In “Vengeance,” by Tasnim Abutabikh, the global ecological and humanitarian crisis led Israel to extend its occupation to the air Palestinians breath, rationing it in accordance with the “criminal record” of Palestinian individuals.
In other words, the anxiety some of these Palestinian writers express is that which has accompanied Palestinians since the Nakba: the temporal becoming permanent. Before the Oslo Accords, it was the fear that the temporal state of internal and external refuge and exile might become a permanent one; today, it is the condition of forgetfulness Palestine lives: that Palestinians, one day, might forget that they are being occupied by a foreign power they are ought to be resisting directly in order to achieve their liberation. This anxiety might partly explain why many of the writers in this collection have resorted to science fiction when thinking about their country’s future.
While Palestinian reality in 2048 does not look bright for Palestinian writers as their country will continue to suffer from the Israeli occupation and further fragmentation, Palestine +100 invites the reader to think about what new directions Palestinian literature is taking toward 2048?
“N,” written in Arabic by Majd Kayyal from Haifa, employs a variety of narrative voices in different sections of the story, a technique which distances current Arabic prose from the canonical writers of Palestinian literature that are mentioned in book’s introduction. While each short story or novel by writers like Ghassan Kanafani or Jabra Ibrahim Jabra had usually maintained a single narrative voice from beginning to end (or, when different narrative voices appear, they are intended to complement the story being told), the narrative voices in “N” are different streams of voices forming an apparently improvised chorus (like in Roberto Bolaño’s The Savage Detectives).
In addition, the intertextuality and references “N” contains include foreign and Palestinian films, as well as “inside jokes” that are specific to the Arab Palestinian society in Haifa. This aspect of “N” is very intriguing, as it indicates that the growing intersection of Arabic literature with other literatures today (whether through translation or direct reading in foreign languages) does not prevent the local and common references and sensibilities of the Arab lives today from entering world literature and recovering their universal value.

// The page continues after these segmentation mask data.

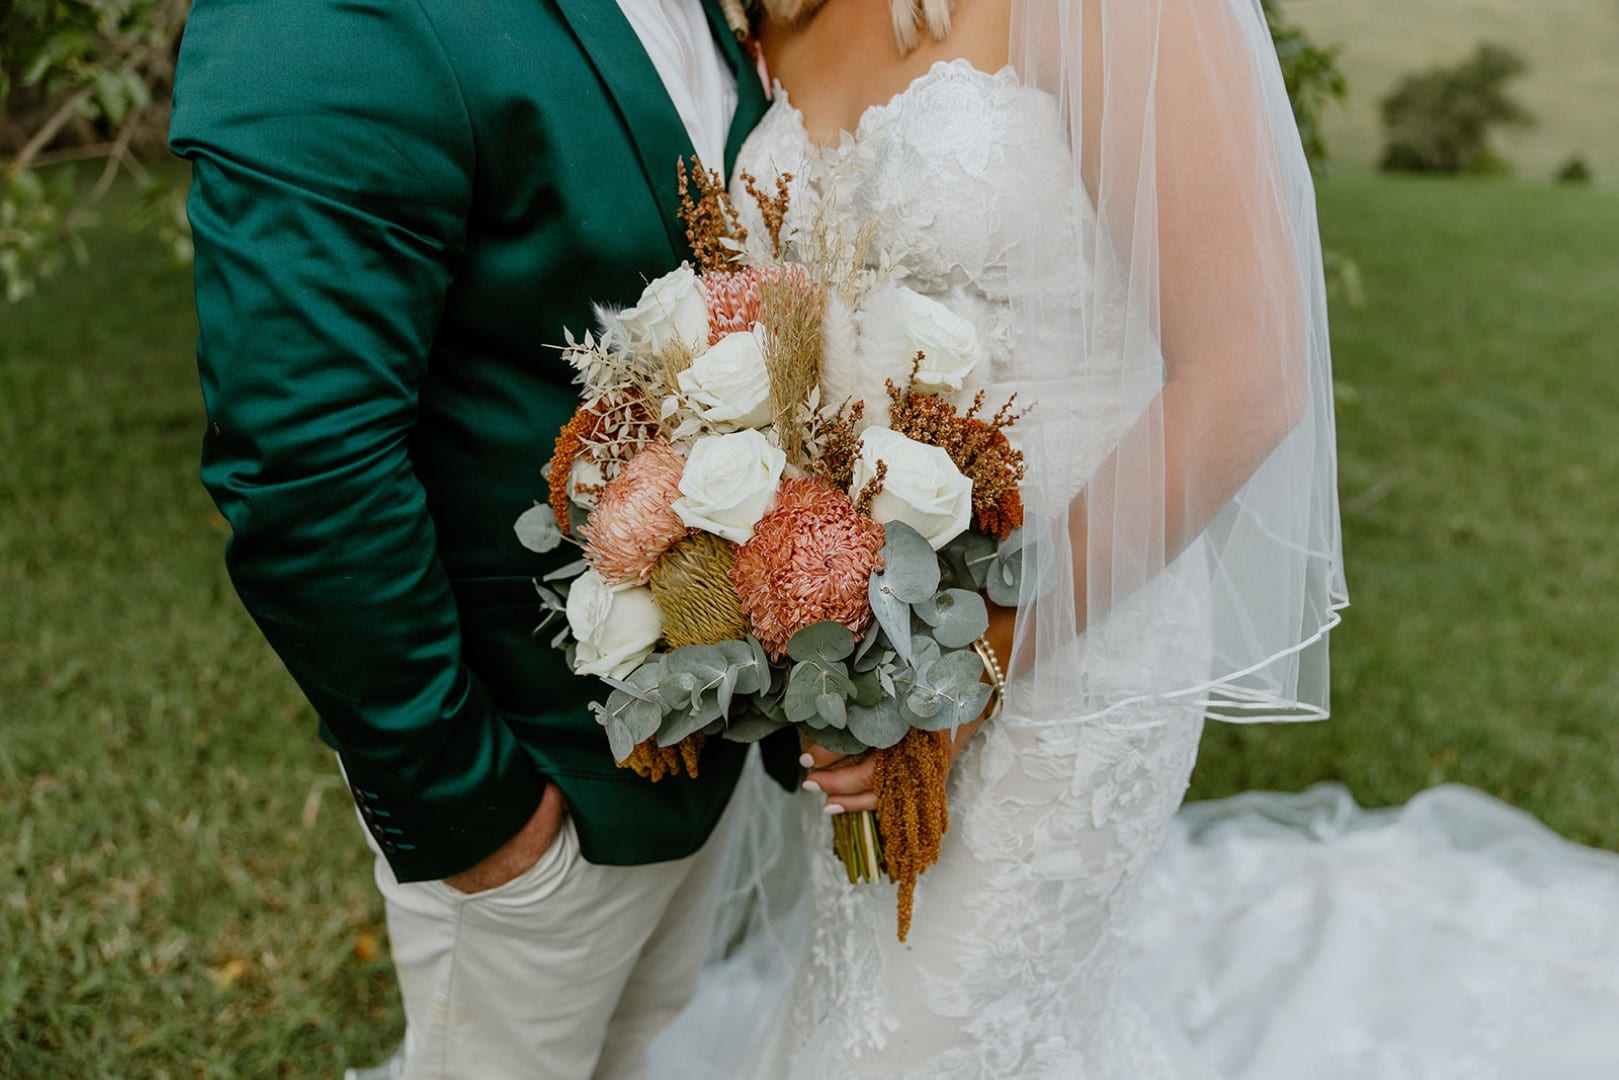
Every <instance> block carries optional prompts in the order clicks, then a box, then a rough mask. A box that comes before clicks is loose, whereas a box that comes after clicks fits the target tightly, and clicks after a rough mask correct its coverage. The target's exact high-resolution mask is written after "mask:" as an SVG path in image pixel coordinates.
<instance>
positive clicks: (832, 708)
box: [814, 693, 848, 727]
mask: <svg viewBox="0 0 1619 1080" xmlns="http://www.w3.org/2000/svg"><path fill="white" fill-rule="evenodd" d="M814 711H816V712H819V714H821V721H822V722H824V724H826V725H827V727H848V709H847V708H845V706H843V695H839V693H824V695H821V696H819V698H816V699H814Z"/></svg>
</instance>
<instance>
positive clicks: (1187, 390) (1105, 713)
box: [738, 0, 1347, 1078]
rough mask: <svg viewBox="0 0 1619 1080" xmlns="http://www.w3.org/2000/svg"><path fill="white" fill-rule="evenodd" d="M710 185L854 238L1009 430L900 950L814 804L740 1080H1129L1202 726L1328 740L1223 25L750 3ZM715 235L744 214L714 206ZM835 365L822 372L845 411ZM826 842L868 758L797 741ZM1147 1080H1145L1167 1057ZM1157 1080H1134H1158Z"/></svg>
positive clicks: (1263, 105)
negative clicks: (925, 1077)
mask: <svg viewBox="0 0 1619 1080" xmlns="http://www.w3.org/2000/svg"><path fill="white" fill-rule="evenodd" d="M763 8H764V11H763V15H761V19H759V28H758V29H759V42H761V45H763V57H764V62H766V65H767V70H769V73H771V76H772V78H774V81H776V102H774V107H772V108H771V112H769V113H767V117H766V118H764V121H763V123H761V125H759V126H758V128H756V131H754V133H753V136H751V138H750V141H748V144H746V146H745V149H743V152H742V157H740V160H738V173H742V172H746V173H750V175H753V176H756V178H759V180H763V181H771V180H772V178H776V176H777V175H782V173H792V176H793V183H795V185H797V186H798V188H800V189H809V191H813V193H814V196H816V199H814V201H816V204H818V206H821V207H829V209H831V210H832V212H834V214H837V215H839V217H842V219H843V220H850V222H871V223H873V225H874V230H876V233H874V244H873V256H871V257H873V259H874V261H881V262H884V264H887V266H890V267H897V270H899V274H900V275H902V282H903V283H905V285H908V287H911V288H915V290H916V291H921V293H924V295H933V296H937V298H942V300H947V303H949V304H950V306H952V309H955V311H962V313H968V314H970V317H971V319H973V321H975V322H976V329H978V332H979V337H981V340H983V342H986V343H988V353H989V358H991V364H989V382H991V384H992V385H991V398H992V400H1002V398H1005V397H1007V395H1010V393H1012V392H1015V393H1017V395H1018V398H1017V400H1018V402H1022V403H1023V405H1026V406H1030V411H1028V415H1026V416H1025V419H1023V421H1022V423H1020V426H1018V431H1020V432H1022V440H1023V450H1025V453H1026V465H1028V474H1026V489H1025V499H1026V502H1028V507H1030V520H1028V523H1026V526H1025V576H1023V602H1022V604H1020V607H1018V610H1017V612H1012V610H997V612H996V617H994V625H992V628H991V635H989V641H991V646H992V648H994V649H996V653H999V656H1001V661H1002V664H1004V665H1005V667H1009V670H1010V680H1012V682H1010V687H1009V699H1007V706H1005V711H1004V712H1002V714H1001V716H999V717H997V719H994V721H992V722H989V724H986V725H984V727H983V729H981V730H965V729H963V730H962V732H960V737H958V740H957V745H955V753H957V756H955V761H954V767H952V777H950V792H949V795H950V823H952V827H950V831H949V834H947V837H945V845H944V855H942V860H941V863H939V865H937V866H936V868H933V870H931V871H929V873H928V874H926V876H924V878H923V881H921V886H920V889H918V899H916V908H915V921H913V926H911V931H910V936H908V941H907V942H905V944H900V942H899V941H897V939H895V916H894V907H895V905H894V897H892V892H890V889H886V887H876V886H869V887H860V889H850V887H848V886H847V882H843V881H840V868H839V866H837V863H835V861H834V860H832V857H831V855H829V853H827V842H826V839H824V832H822V831H824V829H826V827H827V826H826V819H824V814H822V813H821V811H822V806H819V805H818V806H816V811H818V813H816V814H814V821H811V823H809V824H808V826H806V827H808V829H809V836H808V840H809V842H808V848H809V850H811V852H813V855H811V857H809V858H811V870H809V873H811V878H813V916H811V931H809V936H811V938H809V942H808V949H806V962H805V965H803V970H801V973H800V976H798V980H797V986H795V989H793V994H792V1001H790V1002H788V1006H787V1009H785V1012H784V1020H782V1022H780V1023H779V1025H776V1027H774V1031H776V1035H777V1036H779V1038H777V1040H776V1046H772V1049H771V1051H769V1056H767V1059H766V1061H764V1062H756V1064H754V1065H753V1067H751V1069H750V1072H748V1075H754V1077H788V1075H790V1077H839V1078H843V1077H882V1078H897V1077H929V1078H939V1077H963V1078H965V1077H1086V1078H1094V1077H1130V1078H1140V1077H1151V1075H1153V1074H1154V1067H1156V1065H1154V1062H1156V1061H1159V1051H1158V1049H1156V1048H1154V1046H1153V1044H1151V1038H1149V1036H1148V1025H1146V1023H1145V1022H1143V1020H1141V1017H1140V1015H1137V1014H1135V1012H1133V1010H1132V1009H1130V1007H1128V1004H1127V1001H1125V999H1124V996H1122V994H1120V989H1119V988H1120V970H1122V963H1124V959H1125V949H1124V946H1125V939H1127V929H1128V925H1130V918H1132V913H1133V907H1135V902H1137V895H1138V891H1140V887H1141V876H1143V870H1145V868H1146V865H1148V861H1149V860H1151V858H1153V855H1154V852H1158V850H1159V847H1161V845H1162V842H1164V837H1166V829H1167V827H1169V823H1171V818H1172V814H1174V811H1175V808H1177V806H1179V803H1180V800H1182V795H1183V792H1185V787H1187V779H1188V774H1190V769H1192V764H1193V758H1195V755H1196V746H1198V737H1200V732H1201V725H1203V721H1205V716H1214V717H1219V719H1230V721H1279V719H1316V717H1323V716H1326V698H1328V677H1326V633H1328V630H1329V628H1331V627H1332V625H1334V622H1336V620H1337V610H1339V609H1341V607H1342V606H1344V604H1345V602H1347V601H1345V591H1344V581H1342V570H1341V559H1339V536H1337V504H1336V494H1334V450H1332V413H1331V377H1329V363H1328V345H1326V317H1324V298H1323V296H1324V295H1323V283H1321V254H1319V241H1318V233H1316V223H1315V206H1313V191H1311V185H1310V175H1308V168H1307V165H1305V160H1303V154H1302V149H1300V144H1298V136H1297V131H1295V126H1294V121H1292V115H1290V112H1289V105H1287V96H1285V91H1284V86H1282V79H1281V73H1279V70H1277V63H1276V57H1274V53H1273V50H1271V44H1269V36H1268V34H1266V26H1264V16H1263V13H1261V11H1260V6H1258V3H1256V0H890V3H887V5H884V3H874V2H873V0H764V3H763ZM738 202H740V204H742V206H746V204H748V202H750V201H748V199H743V198H738ZM869 368H871V364H869V363H868V358H865V356H863V355H861V343H853V345H852V347H850V348H847V350H845V351H843V353H839V355H831V353H829V356H827V371H826V376H824V381H826V384H827V385H829V387H831V385H847V387H858V385H860V381H861V376H863V374H865V372H866V371H869ZM806 764H809V766H813V771H811V772H809V779H808V784H806V789H808V790H809V792H813V793H816V798H824V813H826V814H831V813H840V811H850V810H865V808H871V806H873V805H874V800H873V795H871V776H869V763H863V761H850V759H840V758H837V756H834V755H831V753H826V751H821V750H819V748H813V750H811V751H809V755H808V761H806ZM1164 1067H1166V1069H1167V1065H1164ZM1166 1075H1167V1074H1166Z"/></svg>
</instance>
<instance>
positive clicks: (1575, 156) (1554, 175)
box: [1553, 154, 1593, 185]
mask: <svg viewBox="0 0 1619 1080" xmlns="http://www.w3.org/2000/svg"><path fill="white" fill-rule="evenodd" d="M1553 180H1556V181H1557V183H1566V185H1587V183H1591V180H1593V176H1591V164H1590V162H1587V160H1585V157H1582V155H1580V154H1575V155H1574V157H1570V159H1569V160H1566V162H1564V164H1562V165H1561V167H1559V168H1557V172H1556V173H1554V175H1553Z"/></svg>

This is not the case, however, of all the stories that compile this collection. Some of the stories that include Israelis as their protagonists (with the exception of Dabbagh’s “Sleep it Off, Dr Schott”), for example, rather than attempting to engage with the nuances of the Israeli state from within wind up with trivializing Israeli society, and consequently trivializing Palestinians and the nature of the conflict. Such is the case, for example, of “Final Warning” by Talal Abu Shawish (trans. Mohamed Ghaleiny), where a group of Palestinians from the occupied city of Ramallah and Israelis from Modi’in —an Israeli settlement built on confiscated Palestinian land— are equally requested, by a voice from outer space in Hebrew and Arabic, to “cut it out” and cease their hostilities in this “tiny sector of the planet’s orbit” since they are affecting the galaxy’s stability.
Between 1981 and 1993, when Mahmoud Darwish and the Syrian Kurd Saleem Barakat edited the Palestinian Arabic literary journal Al Karmel, Palestinians were a minority among collaborators to the journal, for which literary translation was essential. The journal personified the universality and contemporaneity of the Palestinian struggle through its engagement with world literature. While the introduction to Palestine +100 refers to absence as a defining feature of Palestinian fiction, the collection also shows its fullness and its capacity to contain many languages, genres, perspectives and contradictions.